這次河陽內亂,劉經把澤州還給孟方立,引他入援,結果最後還是兵敗,不過雖然折損不少兵馬,孟方立卻奪回了太行關以北的澤州。
孟方立雖然控制昭義數年,但昭義內部卻是並不鐵板一塊,尤其是太行山以東的三州和太行山以西的兩州,矛盾重重。軍情局對於昭義鎮的內部矛盾,早
摸的一清二楚。
王屋、太行山北的澤州天井關上,守將奚忠信喜事臨門,他的妻子剛爲他生下一個大胖小子。奚忠信四十多歲,前面一連生了七個女兒,諸多妻妾,就是沒有一個給他生兒子的,爲這事他常憂愁不已。不想今年新納一個八夫人,居然剛進門沒久就懷上了,而且居然頭一胎就生了個大胖小子。奚忠信高興萬分,心裡激動不已,大方下令犒賞關內全軍,飲宴三日。

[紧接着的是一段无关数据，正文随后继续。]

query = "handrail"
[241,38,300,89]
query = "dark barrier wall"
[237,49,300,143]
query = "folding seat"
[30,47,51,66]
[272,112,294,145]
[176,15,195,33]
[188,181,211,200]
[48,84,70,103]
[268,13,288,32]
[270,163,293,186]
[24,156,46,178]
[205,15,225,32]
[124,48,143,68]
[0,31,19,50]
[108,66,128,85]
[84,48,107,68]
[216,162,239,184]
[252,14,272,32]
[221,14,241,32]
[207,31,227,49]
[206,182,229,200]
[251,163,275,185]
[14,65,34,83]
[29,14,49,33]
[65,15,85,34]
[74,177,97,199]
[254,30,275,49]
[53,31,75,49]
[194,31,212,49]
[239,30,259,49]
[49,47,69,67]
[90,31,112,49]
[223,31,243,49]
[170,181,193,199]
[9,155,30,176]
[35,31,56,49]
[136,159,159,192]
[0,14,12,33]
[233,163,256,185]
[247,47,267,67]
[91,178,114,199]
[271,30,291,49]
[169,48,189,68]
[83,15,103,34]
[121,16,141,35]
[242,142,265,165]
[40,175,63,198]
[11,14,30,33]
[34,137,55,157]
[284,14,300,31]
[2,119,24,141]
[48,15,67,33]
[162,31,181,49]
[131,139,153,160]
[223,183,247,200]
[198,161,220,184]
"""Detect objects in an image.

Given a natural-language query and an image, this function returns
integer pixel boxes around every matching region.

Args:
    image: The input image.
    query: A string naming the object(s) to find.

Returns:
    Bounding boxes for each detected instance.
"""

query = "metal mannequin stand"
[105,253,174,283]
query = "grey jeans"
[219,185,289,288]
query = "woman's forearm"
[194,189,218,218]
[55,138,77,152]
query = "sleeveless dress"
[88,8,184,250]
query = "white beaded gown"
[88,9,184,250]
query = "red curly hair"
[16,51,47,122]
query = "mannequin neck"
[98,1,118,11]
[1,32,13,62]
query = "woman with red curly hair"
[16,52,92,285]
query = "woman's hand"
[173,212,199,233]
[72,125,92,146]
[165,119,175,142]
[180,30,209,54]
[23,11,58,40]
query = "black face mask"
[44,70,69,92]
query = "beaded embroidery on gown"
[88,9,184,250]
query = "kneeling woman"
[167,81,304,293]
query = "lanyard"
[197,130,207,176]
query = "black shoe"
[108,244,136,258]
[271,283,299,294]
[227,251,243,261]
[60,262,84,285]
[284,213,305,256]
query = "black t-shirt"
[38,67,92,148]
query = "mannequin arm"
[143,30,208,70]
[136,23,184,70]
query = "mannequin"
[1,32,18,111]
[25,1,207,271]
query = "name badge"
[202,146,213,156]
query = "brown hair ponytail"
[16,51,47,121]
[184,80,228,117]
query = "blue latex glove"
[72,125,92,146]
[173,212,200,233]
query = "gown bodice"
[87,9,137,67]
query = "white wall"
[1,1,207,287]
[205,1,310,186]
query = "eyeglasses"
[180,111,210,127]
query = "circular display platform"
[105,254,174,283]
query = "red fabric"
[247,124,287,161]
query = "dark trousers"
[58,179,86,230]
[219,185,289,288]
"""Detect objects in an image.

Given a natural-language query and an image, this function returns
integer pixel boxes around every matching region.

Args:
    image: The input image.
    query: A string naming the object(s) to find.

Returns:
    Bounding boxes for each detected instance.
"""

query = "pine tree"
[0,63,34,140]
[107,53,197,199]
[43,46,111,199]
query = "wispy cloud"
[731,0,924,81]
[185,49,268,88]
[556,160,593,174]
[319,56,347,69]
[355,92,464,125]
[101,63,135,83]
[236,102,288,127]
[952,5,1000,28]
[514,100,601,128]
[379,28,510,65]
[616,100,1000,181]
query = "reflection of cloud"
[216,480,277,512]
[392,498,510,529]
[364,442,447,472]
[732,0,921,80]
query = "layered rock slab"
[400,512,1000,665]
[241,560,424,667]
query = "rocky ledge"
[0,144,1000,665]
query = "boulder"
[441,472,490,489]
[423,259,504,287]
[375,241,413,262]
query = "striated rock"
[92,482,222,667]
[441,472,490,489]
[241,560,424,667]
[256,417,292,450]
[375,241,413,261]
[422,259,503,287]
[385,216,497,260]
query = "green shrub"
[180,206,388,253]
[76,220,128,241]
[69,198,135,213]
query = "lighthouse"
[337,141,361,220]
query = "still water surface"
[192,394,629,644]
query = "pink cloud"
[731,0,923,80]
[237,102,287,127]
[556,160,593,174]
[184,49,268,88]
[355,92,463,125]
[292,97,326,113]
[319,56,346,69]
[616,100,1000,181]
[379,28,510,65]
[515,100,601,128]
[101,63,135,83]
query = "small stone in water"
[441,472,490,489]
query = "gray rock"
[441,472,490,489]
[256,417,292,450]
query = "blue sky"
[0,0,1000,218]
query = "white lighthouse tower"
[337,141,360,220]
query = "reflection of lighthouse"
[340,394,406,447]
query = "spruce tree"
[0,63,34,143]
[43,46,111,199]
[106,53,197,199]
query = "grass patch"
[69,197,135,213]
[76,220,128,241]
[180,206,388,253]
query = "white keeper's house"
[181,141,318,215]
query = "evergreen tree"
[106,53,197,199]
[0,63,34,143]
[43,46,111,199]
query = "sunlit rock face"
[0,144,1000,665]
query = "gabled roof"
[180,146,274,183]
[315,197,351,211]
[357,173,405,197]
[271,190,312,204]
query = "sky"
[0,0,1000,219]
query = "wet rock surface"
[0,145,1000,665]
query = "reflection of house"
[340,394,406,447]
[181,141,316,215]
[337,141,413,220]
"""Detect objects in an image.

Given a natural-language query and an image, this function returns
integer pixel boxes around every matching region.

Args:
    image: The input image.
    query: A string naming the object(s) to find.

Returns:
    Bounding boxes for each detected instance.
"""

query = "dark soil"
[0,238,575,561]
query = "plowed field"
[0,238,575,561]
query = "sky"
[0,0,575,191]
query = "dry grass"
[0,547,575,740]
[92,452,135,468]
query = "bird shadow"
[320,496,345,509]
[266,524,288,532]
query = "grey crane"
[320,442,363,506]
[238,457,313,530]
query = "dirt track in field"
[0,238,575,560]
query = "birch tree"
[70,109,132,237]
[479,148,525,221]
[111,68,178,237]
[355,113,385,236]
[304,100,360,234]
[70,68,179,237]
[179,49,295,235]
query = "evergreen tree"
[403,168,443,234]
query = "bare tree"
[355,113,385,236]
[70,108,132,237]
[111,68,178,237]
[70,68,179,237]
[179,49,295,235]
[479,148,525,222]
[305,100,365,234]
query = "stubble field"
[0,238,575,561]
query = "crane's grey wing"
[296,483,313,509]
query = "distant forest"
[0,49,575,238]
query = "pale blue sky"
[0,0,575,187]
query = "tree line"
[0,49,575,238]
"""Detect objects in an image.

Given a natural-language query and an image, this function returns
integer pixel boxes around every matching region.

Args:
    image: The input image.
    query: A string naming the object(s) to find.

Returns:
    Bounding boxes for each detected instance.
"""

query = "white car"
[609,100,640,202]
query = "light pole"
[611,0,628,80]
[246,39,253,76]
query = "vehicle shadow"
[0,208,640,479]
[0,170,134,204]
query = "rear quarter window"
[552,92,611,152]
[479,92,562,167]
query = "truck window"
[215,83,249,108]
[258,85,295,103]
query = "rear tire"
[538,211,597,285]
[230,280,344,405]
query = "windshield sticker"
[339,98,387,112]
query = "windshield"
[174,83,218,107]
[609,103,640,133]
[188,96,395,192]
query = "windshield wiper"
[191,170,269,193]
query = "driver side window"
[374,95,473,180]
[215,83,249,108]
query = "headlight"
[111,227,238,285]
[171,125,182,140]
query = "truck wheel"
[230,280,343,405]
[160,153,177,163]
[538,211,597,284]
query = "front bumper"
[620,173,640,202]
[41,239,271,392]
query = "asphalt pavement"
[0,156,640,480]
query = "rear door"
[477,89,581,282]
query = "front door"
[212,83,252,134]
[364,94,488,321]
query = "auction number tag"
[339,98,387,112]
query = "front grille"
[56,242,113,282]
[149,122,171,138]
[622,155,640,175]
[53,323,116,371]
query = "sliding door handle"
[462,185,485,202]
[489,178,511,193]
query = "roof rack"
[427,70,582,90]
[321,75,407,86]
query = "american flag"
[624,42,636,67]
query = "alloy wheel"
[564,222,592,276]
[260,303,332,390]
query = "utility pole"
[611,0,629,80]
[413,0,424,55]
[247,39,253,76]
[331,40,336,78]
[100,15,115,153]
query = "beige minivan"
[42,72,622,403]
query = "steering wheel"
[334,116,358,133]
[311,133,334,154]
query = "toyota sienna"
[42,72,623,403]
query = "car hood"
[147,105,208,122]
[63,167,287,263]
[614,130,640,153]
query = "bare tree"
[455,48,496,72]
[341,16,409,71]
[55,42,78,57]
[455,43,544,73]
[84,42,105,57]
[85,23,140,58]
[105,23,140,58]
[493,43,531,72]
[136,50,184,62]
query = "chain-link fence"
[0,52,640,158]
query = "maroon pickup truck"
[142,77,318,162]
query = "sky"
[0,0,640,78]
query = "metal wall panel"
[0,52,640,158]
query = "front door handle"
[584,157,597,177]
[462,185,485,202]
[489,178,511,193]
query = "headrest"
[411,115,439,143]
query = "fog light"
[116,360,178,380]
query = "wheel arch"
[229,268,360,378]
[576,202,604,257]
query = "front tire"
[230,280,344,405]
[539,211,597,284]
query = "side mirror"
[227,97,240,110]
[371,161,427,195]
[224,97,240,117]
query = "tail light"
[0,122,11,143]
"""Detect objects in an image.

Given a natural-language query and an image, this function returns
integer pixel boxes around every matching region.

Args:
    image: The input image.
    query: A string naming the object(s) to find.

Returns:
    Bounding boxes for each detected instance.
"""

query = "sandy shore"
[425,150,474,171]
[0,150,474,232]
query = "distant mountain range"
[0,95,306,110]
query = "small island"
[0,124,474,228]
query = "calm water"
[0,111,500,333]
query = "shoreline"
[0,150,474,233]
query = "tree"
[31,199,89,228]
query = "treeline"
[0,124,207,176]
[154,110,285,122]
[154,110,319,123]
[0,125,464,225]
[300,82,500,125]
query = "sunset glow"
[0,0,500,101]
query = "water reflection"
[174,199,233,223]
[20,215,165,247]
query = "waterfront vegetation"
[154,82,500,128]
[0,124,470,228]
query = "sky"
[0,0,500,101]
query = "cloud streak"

整個天井關的守軍都沉浸在這喜氣洋洋和美酒好肉之中,奚忠信坐在將軍府內,滿面紅光。不停的舉杯,大聲高呼:“幹!”
下面的將校紛紛舉杯滿口飲盡。菜餚流水般送上,大家吃的舒爽,只有其中一員將校尉不怎麼吃,這員馬軍校尉是一年前才投的奚忠信麾下,一開始只是奚忠信的親兵。但因爲弓弩嫺熟,幾次戰鬥中表現出衆,累功積升爲馬軍校尉。
“老劉你怎麼不吃?”旁邊的同僚趙都頭悄聲問,“不合口味?”
“啊,沒什麼。”劉校尉道:“某隻是覺得自投到將軍麾下,什麼並未立下功勞,卻常得將軍厚待,心裡過意不去。”
趙都頭是個老兵油子。怪笑着道:“某以前聽張記臣室說過一個典故,話說晉朝的皇帝,大概是元帝吧,生下明帝的時候,大宴羣臣說。丞相王導和咱們劉校尉一樣不好意思,說臣下毫無功勞,受之有愧。當時元帝哈哈一笑,說。這事情哪能讓你有功勞!”
衆人先是一怔,然後回過味來,都是一陣鬨堂大笑。上座微醉的奚忠信聽了。也不以爲忤,跟着一起哈哈大笑。劉校尉一張黑臉頓時憋成了紫臉,無可奈何的跟着笑了笑。
他倒了一杯酒,端起來站起身。”
“奚將軍,劉某得將軍厚愛,心中十分感激。今日大喜日子。劉某有一席話想借此機會說出來。”
“有話就說,還整這麼客套幹嘛?”奚忠信曾經是昭義大將,官任都指揮使,後來和昭義大將馬爽起了爭執,馬爽試圖殺奚忠信,不過奚忠信先下了手,馬爽逃到了魏博,奚忠信買通樂從訓殺了他。爲這事,孟方立最後將奚忠信連降數級,這次能成爲天井關鎮將,也還是因爲先前出兵河陽,他功勞極大。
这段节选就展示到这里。